A more powerful embedded model performs sequence analysis. How long does it take to get from point A to point B through a series of intermediate steps? Or, of the alternate ways to get from point A to point B, which is the fastest? Hypermedia environments with embedded links facilitate such analyses, since an explicit and external state-transition description may not be needed. The agent acts on the screen definitions and links (as they exist in the application) in evaluating alternative or optimal paths.
An embedded model is obviously more than a software routine with Fitts' law built into it. System and user performance constants, similar to those in the Keystroke-Level Model, are needed. A parametric analysis could identify bottlenecks or optimal combinations. For example, decreasing pointing time by 10% vs. decreasing user keystroke time by 10% may have vastly different effects on overall task completion time. If a task can be accomplished two ways (e.g., 4 point-select operations vs. 20 keystrokes), which is the fastest? A parametric analysis could identify cross-over points across settings (as shown in the example in the previous section). The designer could establish ranges and weights for parameters, and an agent, armed with embedded models, would take it from there.

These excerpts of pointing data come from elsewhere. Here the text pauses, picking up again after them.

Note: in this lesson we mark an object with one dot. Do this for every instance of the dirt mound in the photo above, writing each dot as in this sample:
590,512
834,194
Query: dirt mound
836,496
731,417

Fitts' law may have a role in user-adaptive systems – systems with a human-interface which changes in real time to accommodate a user's capabilities and limitations (Rouse, 1988). Control systems for air traffic, ground traffic, power generation or industrial processes are potential instances. One can imagine several human operators interacting with a complex system by manipulating iconic controls in response to system events. As system dynamics change, the demands on operators change. A Fitts' law model could assist in measuring the load on operators and predicting their performance. In safety-critical settings, Fitts' law could help assign each operator's work to maintain a desired sub-maximum level of performance.
Human-computer interaction has advanced by leaps and bounds in recent years. We can attribute this primarily to the improved interfaces advanced through the technologies of mouse input and bit-mapped graphic output. There is an ongoing and valuable need for the prediction and modeling of user activities within such environments. As human-machine dialogues evolve and become more "direct", the processes and limitations underlying man's ability to execute rapid, precise movements emerge as performance determinants in interactive systems. Powerful models such as Fitts' law can provide vital insight into strategies for optimizing performance in a diverse design space.